City of Lost Souls

“Is the Clave employing him?” Jocelyn wanted to know.

“No,” Alec said slowly. “He’s doing it for me. Because of what Jace means to me.” He raised his sleeve, showing Jocelyn the parabatai rune on his inner forearm.

“You knew Jace wasn’t dead,” Clary said, her mind beginning to tick over thoughts. “Because you’re parabatai, because of that tie between you. But you said you felt something wrong.”

“Because he’s possessed,” Jocelyn said. “It’s changed him. Valentine said that when Luke became a Downworlder, he felt it. That sense of wrongness.”

Alec shook his head. “But when Jace was possessed by Lilith, I didn’t feel it,” he said. “Now I can feel something… wrong. Something off.” He looked down at his shoes. “You can feel it when your parabatai dies—like there was a cord tying you to something and it has snapped, and now you’re falling.” He looked at Clary. “I felt it, once, in Idris, during the battle. But it was so brief—and when I returned to Alicante, Jace was alive. I convinced myself I had imagined it.”

Clary shook her head, thinking of Jace and the blood-soaked sand by Lake Lyn. You didn’t.

“What I feel now is different,” he went on. “I feel like he’s absent from the world but not dead. Not imprisoned… Just not here.”

“That’s just it,” Clary said. “Both times I’ve seen him and Sebastian, they’ve vanished into thin air. No Portal, just one minute they were here and the next they were gone.”

“When you talk about there or here,” said Magnus, coming back into the room with a yawn, “and this world and that world, what you’re talking about are dimensions. There are only a few warlocks who can do dimensional magic. My old friend Ragnor could. Dimensions don’t lie side by side—they’re folded together, like paper. Where they intersect, dimensional pockets can be created that prevent magic from being able to find you. After all, you’re not here—you’re there.”

“Maybe that’s why we can’t track him? Why Alec can’t feel him?” said Clary.

“Could be.” Magnus sounded almost impressed. “It would mean there’s literally no way to find them if they don’t want to be found. And no way to get a message back to us if you did find them. That’s complicated, expensive magic. Sebastian must have some connections—” The door buzzer sounded, and they all jumped. Magnus rolled his eyes. “Everyone calm down,” he said, and vanished into the entryway. He was back a moment later with a man wrapped in a long parchment-colored robe, the back and sides inked with patterns of runes in dark red-brown. Though his hood was up, shadowing his face, he looked completely dry, as if not a flake of snow had fallen on him. When he pushed the hood back, Clary was not at all surprised to see the face of Brother Zachariah.

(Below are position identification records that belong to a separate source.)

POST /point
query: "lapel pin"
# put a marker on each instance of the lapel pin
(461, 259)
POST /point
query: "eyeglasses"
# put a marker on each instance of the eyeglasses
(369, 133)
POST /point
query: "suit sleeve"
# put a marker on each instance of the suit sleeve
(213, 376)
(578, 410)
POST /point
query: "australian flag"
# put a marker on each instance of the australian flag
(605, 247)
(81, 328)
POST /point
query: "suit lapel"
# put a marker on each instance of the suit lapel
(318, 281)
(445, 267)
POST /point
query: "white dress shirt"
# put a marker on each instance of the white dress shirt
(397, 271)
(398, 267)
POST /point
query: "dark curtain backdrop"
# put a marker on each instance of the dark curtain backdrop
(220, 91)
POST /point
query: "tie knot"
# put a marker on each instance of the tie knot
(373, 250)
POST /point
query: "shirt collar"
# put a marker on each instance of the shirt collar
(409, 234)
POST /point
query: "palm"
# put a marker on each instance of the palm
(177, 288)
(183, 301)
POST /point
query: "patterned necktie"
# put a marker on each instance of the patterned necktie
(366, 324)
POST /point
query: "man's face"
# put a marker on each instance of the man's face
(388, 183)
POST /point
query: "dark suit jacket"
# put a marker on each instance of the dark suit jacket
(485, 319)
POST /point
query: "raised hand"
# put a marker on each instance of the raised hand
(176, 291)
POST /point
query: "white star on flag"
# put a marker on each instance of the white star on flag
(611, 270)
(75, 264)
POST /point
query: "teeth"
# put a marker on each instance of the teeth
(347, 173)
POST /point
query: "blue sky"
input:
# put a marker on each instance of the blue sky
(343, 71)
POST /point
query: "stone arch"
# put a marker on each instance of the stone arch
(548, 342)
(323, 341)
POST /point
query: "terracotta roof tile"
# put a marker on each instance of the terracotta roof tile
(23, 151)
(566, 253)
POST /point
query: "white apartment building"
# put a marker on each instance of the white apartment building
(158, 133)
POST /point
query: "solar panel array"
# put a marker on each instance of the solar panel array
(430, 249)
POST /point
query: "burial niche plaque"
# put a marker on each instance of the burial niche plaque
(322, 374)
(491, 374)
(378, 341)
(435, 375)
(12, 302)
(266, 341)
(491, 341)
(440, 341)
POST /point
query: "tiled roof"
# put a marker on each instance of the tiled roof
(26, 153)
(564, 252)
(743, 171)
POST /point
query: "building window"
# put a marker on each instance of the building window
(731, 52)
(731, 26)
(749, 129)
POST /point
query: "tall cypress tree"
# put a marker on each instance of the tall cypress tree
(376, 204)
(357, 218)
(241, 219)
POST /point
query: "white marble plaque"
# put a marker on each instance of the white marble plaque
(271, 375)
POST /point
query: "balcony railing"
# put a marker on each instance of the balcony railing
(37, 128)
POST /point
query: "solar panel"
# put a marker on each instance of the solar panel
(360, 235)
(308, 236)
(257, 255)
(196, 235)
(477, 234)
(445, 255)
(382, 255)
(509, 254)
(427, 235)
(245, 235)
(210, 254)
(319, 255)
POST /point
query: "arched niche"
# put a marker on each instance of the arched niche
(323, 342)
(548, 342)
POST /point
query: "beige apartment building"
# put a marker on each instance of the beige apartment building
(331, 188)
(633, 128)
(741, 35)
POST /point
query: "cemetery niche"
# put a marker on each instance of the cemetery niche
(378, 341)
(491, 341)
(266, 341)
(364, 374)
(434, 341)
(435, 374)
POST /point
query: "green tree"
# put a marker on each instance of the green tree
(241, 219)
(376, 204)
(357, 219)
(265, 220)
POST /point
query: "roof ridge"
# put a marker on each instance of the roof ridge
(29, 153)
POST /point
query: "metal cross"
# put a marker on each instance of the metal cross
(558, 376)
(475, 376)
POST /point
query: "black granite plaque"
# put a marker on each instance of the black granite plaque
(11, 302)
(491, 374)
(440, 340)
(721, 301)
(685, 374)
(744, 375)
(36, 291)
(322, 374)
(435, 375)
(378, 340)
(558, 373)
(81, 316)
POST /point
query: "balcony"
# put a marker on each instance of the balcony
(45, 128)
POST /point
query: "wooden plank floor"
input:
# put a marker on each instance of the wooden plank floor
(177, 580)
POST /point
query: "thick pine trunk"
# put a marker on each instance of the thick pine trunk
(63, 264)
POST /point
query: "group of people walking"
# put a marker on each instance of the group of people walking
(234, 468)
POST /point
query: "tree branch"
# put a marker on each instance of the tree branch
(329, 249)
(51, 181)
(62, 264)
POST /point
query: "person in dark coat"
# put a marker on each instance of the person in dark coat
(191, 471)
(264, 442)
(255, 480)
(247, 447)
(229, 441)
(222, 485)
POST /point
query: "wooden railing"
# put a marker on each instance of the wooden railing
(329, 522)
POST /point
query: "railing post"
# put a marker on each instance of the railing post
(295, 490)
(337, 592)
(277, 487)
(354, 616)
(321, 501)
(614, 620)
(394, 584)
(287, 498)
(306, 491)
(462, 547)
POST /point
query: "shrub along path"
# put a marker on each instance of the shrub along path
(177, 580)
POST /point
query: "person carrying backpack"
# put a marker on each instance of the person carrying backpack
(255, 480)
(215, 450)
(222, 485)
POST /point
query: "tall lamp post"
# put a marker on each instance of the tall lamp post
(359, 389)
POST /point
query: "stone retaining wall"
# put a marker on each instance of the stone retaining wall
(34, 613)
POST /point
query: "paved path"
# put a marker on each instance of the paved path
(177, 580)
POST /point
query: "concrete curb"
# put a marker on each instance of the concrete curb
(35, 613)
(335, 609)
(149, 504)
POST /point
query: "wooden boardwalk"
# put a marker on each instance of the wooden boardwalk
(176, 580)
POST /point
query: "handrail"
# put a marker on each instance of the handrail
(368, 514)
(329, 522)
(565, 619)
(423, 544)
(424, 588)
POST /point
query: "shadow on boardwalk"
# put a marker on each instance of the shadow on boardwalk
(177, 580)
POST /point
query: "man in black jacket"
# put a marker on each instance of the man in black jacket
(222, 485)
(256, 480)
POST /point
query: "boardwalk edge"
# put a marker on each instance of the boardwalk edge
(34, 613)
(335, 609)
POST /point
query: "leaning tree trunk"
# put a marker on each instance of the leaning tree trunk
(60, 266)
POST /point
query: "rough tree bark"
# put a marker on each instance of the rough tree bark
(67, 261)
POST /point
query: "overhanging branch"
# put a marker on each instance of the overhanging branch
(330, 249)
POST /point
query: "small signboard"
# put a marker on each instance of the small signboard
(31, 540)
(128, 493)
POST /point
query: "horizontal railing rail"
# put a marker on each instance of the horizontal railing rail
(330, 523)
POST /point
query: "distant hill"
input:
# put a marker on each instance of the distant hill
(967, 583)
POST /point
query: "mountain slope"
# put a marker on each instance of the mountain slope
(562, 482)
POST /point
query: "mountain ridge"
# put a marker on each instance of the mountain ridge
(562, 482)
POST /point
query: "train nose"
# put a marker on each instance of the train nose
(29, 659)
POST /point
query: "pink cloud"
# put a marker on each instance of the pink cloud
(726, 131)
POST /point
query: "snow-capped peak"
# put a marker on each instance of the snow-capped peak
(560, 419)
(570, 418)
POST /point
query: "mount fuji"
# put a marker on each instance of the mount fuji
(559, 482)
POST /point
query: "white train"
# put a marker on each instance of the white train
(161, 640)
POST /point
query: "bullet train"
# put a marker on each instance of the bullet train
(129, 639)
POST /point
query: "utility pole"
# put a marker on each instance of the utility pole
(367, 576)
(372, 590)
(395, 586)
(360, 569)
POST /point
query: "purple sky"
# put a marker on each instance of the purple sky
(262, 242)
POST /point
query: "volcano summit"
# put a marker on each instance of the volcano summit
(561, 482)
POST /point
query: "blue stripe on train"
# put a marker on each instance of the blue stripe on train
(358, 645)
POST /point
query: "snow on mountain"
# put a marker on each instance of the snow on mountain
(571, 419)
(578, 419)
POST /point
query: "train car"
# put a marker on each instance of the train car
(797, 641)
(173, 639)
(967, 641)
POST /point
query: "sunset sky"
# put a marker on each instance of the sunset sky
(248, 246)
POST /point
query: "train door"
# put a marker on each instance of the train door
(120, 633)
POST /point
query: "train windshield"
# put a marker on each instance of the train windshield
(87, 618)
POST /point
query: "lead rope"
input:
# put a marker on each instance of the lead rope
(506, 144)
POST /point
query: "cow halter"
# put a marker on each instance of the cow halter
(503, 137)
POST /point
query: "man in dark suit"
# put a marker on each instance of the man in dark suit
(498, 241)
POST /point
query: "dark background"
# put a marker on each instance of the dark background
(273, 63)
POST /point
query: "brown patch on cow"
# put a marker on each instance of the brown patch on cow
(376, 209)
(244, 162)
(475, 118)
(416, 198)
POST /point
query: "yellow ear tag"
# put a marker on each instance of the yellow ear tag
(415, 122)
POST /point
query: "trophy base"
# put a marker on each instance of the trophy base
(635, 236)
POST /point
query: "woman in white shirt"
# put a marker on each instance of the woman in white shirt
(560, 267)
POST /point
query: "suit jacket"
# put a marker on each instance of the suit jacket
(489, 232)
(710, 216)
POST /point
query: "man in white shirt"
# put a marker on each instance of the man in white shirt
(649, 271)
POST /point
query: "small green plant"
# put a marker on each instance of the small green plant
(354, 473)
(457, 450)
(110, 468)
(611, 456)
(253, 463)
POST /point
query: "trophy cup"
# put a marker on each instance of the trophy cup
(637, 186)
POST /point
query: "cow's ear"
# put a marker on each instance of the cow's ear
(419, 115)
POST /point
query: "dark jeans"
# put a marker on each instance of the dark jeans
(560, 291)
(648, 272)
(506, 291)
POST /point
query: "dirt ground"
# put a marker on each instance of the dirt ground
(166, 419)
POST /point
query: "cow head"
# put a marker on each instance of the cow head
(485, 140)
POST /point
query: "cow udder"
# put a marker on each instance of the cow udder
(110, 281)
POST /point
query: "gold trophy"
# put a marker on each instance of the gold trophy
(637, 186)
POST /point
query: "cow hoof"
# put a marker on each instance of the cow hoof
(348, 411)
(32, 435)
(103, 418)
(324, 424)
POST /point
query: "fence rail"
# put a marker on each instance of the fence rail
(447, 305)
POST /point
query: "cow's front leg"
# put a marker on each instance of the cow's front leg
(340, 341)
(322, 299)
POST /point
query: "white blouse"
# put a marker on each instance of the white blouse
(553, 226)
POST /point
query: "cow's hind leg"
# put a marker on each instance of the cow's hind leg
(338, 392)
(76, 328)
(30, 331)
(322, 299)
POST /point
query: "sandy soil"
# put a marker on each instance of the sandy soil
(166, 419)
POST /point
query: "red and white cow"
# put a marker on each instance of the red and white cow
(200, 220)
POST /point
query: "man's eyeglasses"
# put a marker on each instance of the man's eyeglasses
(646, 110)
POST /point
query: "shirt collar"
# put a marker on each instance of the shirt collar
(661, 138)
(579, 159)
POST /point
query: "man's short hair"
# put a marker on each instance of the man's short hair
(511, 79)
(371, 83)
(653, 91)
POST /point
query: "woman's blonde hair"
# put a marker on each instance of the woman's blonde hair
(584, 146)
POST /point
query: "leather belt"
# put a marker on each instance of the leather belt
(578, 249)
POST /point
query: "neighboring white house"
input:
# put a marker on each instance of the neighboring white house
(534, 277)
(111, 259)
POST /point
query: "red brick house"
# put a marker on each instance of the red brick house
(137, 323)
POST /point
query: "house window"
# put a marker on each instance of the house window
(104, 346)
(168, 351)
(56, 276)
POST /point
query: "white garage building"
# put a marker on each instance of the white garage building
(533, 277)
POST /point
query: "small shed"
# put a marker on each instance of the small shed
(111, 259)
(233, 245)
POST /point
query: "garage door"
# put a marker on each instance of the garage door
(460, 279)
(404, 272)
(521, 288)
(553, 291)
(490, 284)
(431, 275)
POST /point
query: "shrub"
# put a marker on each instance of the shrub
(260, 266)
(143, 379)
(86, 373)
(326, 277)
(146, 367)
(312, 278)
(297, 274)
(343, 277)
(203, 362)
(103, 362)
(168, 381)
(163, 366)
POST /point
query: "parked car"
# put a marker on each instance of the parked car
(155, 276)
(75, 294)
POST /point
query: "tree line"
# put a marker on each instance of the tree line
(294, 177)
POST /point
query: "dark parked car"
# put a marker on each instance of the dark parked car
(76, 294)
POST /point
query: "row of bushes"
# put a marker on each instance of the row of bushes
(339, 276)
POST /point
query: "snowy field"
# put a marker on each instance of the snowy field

Jocelyn set her mug down suddenly on the coffee table. She was looking at the Silent Brother. With his hood pushed back, you could see his dark hair, but his face was shadowed so that Clary could not see his eyes, only his high, rune-scarred cheekbones. “You,” Jocelyn said, her voice trailing off. “But Magnus told me that you would never—”

Unexpected events call for unexpected measures. Brother Zachariah’s voice floated out, touching the inside of Clary’s head; she knew from the expressions on the faces of the others that they could hear him too. I will say nothing to the Clave or Council of anything that transpires tonight. If the chance comes before me to save the last of the Herondale bloodline, I consider that of higher importance than the fealty I render the Clave.

“So that’s settled,” Magnus said. He made a strange pair with the Silent Brother beside him, one of them pale and blanched in robes, the other in bright yellow pajamas. “Any new insight into Lilith’s runes?”

I have studied the runes carefully and listened to all the testimony given in the Council, said Brother Zachariah. I believe that her ritual was twofold. First she used the Daylighter’s bite to revive Jonathan Morgenstern’s consciousness. His body was still weak, but his mind and will were alive. I believe that when Jace Herondale was left alone on the roof with him, Jonathan drew on the power of Lilith’s runes and forced Jace to enter the enspelled circle that surrounded him. At that point Jace’s will would have been subject to his. I believe he would have drawn on Jace’s blood for the strength to rise and escape the roof, taking Jace with him.

“And somehow all that created a connection between them?” Clary said. “Because when my mother stabbed Sebastian, Jace started to bleed.”

Yes. What Lilith did was a sort of twinning ritual, not unlike our own parabatai ceremony but much more powerful and dangerous. The two are now bound inextricably. Should one die, the other will follow. No weapon in this world can wound only one of them.